Ein Land in Angst China will Coronavirus mit radikalen Maßnahmen bekämpfen

Wuhan · China ergreift radikale Maßnahmen, um das Coronavirus in den Griff zu bekommen – auch mit erheblichen Folgen für die Wirtschaft. In Wuhan ist die medizinische Versorgung prekär.

 Mitglieder des medizinischen Teams des chinesischen Militärs, die für das Wuhan Jinyintan Krankenhaus im Einsatz sind, bereiten ein Krankenhauszimmer vor.

Mitglieder des medizinischen Teams des chinesischen Militärs, die für das Wuhan Jinyintan Krankenhaus im Einsatz sind, bereiten ein Krankenhauszimmer vor.

Foto: dpa/Cheng Min

Am Sonntag trat Ma Xiaowei, Leiter der nationalen Gesundheitskommission, gleich mit zwei Hiobsbotschaften vor die internationale Presse in Peking: Zum einen würde die Übertragungsfähigkeit des mysteriösen Coronavirus derzeit weiter ansteigen. Und im Gegensatz zum Sars-Virus sei der neuartige Erreger aus Wuhan auch während der Inkubationszeit ansteckend.
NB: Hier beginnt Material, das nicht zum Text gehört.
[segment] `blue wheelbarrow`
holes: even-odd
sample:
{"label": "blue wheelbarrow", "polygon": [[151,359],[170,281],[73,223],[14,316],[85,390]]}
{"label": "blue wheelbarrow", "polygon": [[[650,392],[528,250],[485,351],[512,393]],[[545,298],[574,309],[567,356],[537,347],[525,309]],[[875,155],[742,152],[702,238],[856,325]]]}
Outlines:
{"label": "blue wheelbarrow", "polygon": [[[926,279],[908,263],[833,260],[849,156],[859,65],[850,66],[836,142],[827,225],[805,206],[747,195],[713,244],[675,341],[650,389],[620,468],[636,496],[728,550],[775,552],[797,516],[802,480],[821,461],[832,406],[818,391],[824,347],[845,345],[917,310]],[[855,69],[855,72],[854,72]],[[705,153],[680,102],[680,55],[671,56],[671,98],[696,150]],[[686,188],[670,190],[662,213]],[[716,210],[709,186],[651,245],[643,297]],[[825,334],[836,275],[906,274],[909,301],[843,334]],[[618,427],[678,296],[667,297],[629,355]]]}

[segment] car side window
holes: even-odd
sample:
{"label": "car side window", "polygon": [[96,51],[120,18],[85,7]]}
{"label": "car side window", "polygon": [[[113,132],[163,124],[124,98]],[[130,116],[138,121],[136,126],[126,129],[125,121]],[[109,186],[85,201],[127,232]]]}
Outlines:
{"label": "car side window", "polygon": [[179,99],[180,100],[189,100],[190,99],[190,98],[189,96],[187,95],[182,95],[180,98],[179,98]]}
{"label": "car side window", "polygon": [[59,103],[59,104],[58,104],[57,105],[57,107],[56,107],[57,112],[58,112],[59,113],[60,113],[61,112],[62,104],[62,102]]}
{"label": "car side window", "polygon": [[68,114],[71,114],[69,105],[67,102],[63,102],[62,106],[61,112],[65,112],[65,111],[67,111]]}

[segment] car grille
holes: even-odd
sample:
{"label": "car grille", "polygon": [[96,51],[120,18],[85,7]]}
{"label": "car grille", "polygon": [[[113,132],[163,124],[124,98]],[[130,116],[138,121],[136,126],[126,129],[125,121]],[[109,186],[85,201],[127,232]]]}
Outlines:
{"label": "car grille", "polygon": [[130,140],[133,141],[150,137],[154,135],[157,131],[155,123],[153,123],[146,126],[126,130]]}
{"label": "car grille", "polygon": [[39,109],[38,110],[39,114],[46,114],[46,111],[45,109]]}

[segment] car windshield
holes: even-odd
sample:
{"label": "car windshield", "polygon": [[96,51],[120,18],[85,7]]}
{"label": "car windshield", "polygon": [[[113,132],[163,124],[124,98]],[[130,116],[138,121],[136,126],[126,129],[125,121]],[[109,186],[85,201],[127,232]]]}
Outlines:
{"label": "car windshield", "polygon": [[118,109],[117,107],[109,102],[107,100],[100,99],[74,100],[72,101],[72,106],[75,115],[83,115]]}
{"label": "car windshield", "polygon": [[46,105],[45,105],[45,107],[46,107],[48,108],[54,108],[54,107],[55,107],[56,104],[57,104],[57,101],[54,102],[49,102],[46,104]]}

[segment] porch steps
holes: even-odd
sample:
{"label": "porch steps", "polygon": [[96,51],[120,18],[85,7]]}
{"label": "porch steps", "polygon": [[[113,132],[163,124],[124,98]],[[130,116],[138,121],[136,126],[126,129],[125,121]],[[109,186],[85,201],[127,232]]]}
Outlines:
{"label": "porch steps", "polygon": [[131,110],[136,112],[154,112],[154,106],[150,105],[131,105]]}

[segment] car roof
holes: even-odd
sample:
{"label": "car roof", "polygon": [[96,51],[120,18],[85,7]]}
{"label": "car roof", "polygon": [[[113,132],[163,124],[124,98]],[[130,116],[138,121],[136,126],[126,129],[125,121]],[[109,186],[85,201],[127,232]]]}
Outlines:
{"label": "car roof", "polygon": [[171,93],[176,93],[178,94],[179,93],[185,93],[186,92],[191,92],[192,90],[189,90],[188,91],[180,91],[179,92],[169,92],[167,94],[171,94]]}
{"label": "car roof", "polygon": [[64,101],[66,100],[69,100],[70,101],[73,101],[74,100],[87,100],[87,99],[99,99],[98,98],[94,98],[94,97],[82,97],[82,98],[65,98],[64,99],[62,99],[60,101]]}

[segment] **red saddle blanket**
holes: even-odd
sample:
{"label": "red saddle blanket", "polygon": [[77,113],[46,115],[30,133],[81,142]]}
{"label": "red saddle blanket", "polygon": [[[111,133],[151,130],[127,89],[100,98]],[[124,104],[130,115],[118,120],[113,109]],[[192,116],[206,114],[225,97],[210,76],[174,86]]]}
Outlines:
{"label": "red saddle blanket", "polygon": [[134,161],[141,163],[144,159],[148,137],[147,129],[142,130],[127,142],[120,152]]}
Dies mache eine Eindämmung ungleich schwerer, schließlich dauert es bis zu zwei Wochen, dass Infizierte erste Symp­tome der Lungenkrankheit zeigen. Die Anzahl an Infizierten könnte also weiter steigen, fügte der Leiter der chinesischen Gesundheitsbehörde an.

Dabei hat sich allein übers Wochenende die Verbreitung des Coronavirus erneut vervielfacht: Mit Stand vom Sonntag haben die Behörden knapp 2000 Infizierte bestätigt. 56 Menschen sind gestorben und mehrere Hundert Patienten befinden sich in kritischem Zustand.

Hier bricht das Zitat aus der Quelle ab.